One of the heroes in The Forgotten Man is Andrew Mellon, who was Secretary of the Treasury under Presidents Warren Harding, Calvin Coolidge and Herbert Hoover. Mellon is someone from whom we can learn a great deal in part because of how he was able to place the events of the Great Depression into the context of American economic history.
“He was under assault by the federal government for tax reasons, for antitrust reasons, and for various other pretexts that governments prosecute during downturns,” said Ms. Shlaes. "He wasn’t a bad man. Most of what he did was totally within the law. One of the themes of the New Deal is that crisis is forever and there would always need to be more programs. Reporters approached Mellon when he was turning 80 during one of his trials and said, ‘Mr. Mellon, a comment on your 80th birthday.’ They may have expected something really negative – here he was an old man and in court during the Depression. Instead Mellon said, that The Great Depression is just 'a bad quarter hour' in the glorious history of American economic growth. That was a rebuttal to those who were saying crisis was permanent and therefore required permanent bailout. Mellon was also saying I will not have my context altered by the political elite. Mellon was thinking to himself: I feel proud to say the Depression is just a little part of the American story because that is my forecast, and I have a pretty good record of forecasts."

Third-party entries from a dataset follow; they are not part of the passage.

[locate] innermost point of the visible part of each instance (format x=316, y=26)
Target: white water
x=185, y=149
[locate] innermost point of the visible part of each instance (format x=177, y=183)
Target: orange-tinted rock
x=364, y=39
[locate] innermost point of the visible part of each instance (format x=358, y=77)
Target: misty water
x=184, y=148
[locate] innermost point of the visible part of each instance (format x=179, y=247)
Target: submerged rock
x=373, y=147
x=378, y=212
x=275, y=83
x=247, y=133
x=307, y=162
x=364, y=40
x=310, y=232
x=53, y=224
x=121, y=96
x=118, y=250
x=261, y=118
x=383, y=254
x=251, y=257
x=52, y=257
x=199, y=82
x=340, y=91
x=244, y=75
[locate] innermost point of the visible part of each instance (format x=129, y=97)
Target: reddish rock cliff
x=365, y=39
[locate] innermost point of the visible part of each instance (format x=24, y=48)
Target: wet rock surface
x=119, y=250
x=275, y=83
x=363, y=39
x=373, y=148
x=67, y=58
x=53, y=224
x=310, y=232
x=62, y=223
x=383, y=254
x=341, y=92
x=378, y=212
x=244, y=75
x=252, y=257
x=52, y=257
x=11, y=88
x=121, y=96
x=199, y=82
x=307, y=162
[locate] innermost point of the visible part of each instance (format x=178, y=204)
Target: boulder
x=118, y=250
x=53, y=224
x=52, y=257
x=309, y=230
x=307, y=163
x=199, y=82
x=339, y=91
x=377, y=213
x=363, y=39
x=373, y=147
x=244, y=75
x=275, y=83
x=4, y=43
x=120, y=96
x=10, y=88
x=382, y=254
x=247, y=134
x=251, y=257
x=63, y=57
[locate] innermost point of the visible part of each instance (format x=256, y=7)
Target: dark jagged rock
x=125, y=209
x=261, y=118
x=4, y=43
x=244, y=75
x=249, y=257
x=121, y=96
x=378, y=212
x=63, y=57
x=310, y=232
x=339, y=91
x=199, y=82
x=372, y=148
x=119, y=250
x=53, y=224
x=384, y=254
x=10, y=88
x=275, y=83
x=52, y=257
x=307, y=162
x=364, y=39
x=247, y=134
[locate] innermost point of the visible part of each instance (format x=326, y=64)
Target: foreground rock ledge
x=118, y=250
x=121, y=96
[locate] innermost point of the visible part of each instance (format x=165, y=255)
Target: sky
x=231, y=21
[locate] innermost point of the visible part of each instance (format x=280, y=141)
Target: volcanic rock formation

“We often talk about how FDR was a light in the dark. Mellon was also a light – to those who thought about business, about the small entrepreneur. It was a wonderful thing for Mellon to say at that gloomy moment in the mid-thirties.”
When asked, Ms. Shlaes also offered a few thoughts for President Obama on how to deal with the current economic crisis based on the lessons learned from the New Deal.
“Crisis perpetuates itself. To assume that all the laws of economics no longer hold just because of this crisis is probably not the right move. What we’re after is a format for growth of the economy. Politically this argument will be considered absurd, but the reality is if we made the U.S. relatively competitive by cutting the capital gains tax, the corporate tax and lower income taxes, and by establishing thorough, reliable regulation of financial markets, you would see growth. We would be able, at least conceivably, to put this period in context as our own ‘bad quarter hour’ as Mellon said. What we run the risk of with the current policy, Democrat or Republican, is prolonging the current downturn by treating the whole experience as a national crisis, almost a personal crisis. It is New Deal narcissism to turn this into something about us as if we’re alone in the world. We’re not alone in the world. We have to compete with Europe and Asia and to indulge all our desires for reform when we need to stay relatively competitive is probably unwise and too costly.”